The Future Generation competition, a new initiative launched at Middle East Electricity, encourages undergraduate students from UAE universities to develop and present innovative solutions focusing on alternative energy, energy efficiency or energy conservation.
The project created by Anood Al Hamadi and Aisha Al Hamadi, who are currently studying at the Higher Colleges of Technology (HCT) Ruwais, was among eight shortlisted projects put forward to thousands of visitors, who will cast their votes to decide the winner.
On a dedicated stand at the three-day event, which concluded today (13 February) at the Dubai International Convention and Exhibition Centre, the pair presented their Tidal Power Generation prototype project, comprising an electricity generator, water pump and rotating turbines that simulate the energy created from the UAE’s ocean tides.
The energy is then converted into 220 AC volts using a power distribution system, which is enough to power their model of a college building, featuring light fixtures and water fountains.
"The objective of this project is to understand the feasibility of a tidal power generation plant in the UAE," said Aisha Al Hamadi.
"Tidal power is an endless source of energy and doesn’t produce greenhouse gases. As 71 per cent of the earth’s surface is covered by oceans, there is scope to generate tidal energy on a large scale, and its efficiency is around 80 per cent, making it far more efficient than coal, solar, or wind energy."
Anita Mathews, Director of Informa Energy Group, organisers of Middle East Electricity, said: "The inaugural Future Generation competition has been very well received, and to see so many visitors interact with the students and speak to them about their alternative energy solutions, before ultimately deciding their favourite, reinforces the dedication in driving the industry forward."
"The projects on display are extremely creative, and it is encouraging to see so many innovative ideas coming out of the UAE’s higher education sector.

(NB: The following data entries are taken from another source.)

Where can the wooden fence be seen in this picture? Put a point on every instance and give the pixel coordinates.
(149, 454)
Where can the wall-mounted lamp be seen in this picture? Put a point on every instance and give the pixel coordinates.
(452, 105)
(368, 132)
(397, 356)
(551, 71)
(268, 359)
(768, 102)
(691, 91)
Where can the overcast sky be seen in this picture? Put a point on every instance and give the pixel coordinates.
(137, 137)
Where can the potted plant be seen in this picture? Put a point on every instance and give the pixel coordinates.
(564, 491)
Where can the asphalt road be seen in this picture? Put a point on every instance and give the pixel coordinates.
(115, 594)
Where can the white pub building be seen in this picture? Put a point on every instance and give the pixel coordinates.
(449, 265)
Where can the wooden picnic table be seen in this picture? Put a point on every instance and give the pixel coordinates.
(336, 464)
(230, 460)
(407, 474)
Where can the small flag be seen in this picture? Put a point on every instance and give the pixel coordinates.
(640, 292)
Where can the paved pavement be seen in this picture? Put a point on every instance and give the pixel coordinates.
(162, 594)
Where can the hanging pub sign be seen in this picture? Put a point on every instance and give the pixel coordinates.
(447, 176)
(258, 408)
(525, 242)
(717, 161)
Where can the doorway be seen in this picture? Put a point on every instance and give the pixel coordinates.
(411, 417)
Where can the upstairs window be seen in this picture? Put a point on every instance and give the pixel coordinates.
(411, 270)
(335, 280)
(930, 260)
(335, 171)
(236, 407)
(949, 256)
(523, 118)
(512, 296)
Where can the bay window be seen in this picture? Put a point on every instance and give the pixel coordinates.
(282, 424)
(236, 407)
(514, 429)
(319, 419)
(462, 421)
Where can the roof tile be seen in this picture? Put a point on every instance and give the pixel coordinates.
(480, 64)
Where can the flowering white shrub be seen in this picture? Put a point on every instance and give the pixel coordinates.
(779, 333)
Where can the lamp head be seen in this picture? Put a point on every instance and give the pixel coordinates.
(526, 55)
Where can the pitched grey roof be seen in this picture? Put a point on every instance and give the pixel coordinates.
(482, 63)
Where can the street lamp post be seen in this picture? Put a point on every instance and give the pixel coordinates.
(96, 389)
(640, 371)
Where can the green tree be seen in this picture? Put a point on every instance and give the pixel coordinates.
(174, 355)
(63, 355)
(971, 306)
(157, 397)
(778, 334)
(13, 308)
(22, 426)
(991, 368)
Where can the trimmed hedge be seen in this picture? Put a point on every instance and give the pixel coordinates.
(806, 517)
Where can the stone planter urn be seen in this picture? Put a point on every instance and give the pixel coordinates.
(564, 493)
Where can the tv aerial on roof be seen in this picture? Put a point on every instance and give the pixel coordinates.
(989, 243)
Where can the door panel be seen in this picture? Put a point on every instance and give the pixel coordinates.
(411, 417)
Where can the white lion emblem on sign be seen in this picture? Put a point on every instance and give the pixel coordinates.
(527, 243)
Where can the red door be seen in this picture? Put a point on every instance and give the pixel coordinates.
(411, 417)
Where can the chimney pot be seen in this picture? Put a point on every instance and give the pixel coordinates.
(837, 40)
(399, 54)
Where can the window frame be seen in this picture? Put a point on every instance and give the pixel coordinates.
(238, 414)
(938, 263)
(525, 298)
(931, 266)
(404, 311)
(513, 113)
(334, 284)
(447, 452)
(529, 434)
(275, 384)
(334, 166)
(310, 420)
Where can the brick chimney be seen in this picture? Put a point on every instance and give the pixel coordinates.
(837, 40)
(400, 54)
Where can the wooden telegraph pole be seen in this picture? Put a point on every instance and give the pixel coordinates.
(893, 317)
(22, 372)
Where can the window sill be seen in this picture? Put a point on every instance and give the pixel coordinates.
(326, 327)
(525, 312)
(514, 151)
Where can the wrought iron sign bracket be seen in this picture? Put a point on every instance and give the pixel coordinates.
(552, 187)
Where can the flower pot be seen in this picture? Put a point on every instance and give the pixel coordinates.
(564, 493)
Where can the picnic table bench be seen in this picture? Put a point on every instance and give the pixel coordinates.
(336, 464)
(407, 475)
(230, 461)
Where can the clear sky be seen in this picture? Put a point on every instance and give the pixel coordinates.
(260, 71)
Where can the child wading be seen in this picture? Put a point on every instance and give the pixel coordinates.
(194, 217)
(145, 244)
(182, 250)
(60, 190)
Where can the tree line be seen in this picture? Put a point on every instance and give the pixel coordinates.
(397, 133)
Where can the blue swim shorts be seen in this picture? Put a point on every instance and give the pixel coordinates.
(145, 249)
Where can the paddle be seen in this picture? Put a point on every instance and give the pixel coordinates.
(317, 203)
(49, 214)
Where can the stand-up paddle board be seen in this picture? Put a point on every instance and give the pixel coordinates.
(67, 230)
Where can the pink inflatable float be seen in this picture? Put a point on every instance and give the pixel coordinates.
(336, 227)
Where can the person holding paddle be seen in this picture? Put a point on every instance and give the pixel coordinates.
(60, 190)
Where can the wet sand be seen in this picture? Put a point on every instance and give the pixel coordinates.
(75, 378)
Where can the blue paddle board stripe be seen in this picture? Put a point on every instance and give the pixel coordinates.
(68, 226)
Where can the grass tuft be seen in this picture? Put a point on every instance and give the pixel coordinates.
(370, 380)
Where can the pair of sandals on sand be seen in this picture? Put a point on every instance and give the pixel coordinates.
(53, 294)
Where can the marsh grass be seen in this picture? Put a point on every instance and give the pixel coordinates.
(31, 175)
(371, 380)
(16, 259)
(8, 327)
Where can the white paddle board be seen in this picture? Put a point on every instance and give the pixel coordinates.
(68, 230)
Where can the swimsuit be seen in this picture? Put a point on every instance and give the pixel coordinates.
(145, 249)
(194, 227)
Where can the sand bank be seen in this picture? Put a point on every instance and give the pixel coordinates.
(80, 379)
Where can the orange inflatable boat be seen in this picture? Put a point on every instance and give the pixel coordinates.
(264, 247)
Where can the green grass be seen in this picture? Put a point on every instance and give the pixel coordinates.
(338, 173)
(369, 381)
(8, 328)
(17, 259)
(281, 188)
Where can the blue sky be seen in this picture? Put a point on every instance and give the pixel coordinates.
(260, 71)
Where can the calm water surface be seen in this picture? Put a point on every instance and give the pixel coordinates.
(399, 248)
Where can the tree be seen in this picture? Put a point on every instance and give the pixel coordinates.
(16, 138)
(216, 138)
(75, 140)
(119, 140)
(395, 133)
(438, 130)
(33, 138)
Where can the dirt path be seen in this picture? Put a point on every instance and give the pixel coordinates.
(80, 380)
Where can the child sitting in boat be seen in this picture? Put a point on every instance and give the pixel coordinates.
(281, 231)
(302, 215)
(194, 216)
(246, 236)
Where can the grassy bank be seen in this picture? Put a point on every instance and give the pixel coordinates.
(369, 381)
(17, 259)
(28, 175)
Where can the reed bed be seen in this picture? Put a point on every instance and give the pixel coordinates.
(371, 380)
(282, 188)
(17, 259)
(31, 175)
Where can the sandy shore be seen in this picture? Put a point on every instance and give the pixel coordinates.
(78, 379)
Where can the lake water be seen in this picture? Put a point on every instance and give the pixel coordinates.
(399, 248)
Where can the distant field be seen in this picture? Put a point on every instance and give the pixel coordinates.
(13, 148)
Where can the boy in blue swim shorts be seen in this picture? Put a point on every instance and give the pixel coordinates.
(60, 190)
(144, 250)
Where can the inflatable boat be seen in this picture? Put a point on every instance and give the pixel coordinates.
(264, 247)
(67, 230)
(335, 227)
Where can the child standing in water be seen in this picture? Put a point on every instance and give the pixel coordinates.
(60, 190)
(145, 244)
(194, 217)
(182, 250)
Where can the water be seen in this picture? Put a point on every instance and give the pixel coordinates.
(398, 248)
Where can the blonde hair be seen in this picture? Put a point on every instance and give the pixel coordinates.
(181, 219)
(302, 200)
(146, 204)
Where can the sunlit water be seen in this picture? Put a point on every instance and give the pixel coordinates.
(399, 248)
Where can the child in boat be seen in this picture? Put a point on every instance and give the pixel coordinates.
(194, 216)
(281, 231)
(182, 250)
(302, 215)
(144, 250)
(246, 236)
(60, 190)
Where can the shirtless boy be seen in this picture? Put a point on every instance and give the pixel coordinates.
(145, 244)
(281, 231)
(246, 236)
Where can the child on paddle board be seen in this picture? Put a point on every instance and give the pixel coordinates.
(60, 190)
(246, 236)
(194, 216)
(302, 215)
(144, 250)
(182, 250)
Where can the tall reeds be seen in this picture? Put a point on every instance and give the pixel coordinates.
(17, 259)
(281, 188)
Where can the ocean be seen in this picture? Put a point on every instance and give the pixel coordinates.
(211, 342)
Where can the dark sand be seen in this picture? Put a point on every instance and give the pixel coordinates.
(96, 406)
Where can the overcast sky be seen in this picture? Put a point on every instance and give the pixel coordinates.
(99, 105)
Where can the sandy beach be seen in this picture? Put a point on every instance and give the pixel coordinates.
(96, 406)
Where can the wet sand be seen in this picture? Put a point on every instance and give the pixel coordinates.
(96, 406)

The regional energy industry has a very bright future." added Mathews.
Also being showcased are several other inventive UAE student projects, including a performance model for one of the world’s largest solar power plants, Shams 1 in Abu Dhabi, by Sara Al-Hanaei and Sara Al-Shomali of Khalifa University.
Two projects from Ajman University of Science and Technology in Fujairah include a wind-powered water lifting system by Zulfa A. Rasheed, Amna Abdullah, and Muna Ali; and a solar powered water pump and storage system by Muna Dahir Ali and Mohammed Rehan.
The project which receives the maximum number of votes will be presented with a prestigious Middle East Electricity 2014 Award by the Chair of the Education Committee for the Energy Institute.
Middle East Electricity is the world’s leading power event, focusing on the power, lighting, renewable and nuclear sectors.
The 39th edition attracted more than 1,250 exhibitors covering 12 halls and 50,000 square metres of exhibition space. The exhibition is supported by Abu Dhabi Water and Electricity Authority (ADWEA), Dubai Municipality, Emirates Green Building Council, Society of Engineers – UAE, Environmental Center for Arab Towns, Clean Energy Business Council and Energy Institute Middle East.
Middle East Electricity 2014 is partnered with Power Nigeria in Lagos andSaudi Energy in Riyadh. The 40th edition returns to Dubai next year from 2-4 March 2015.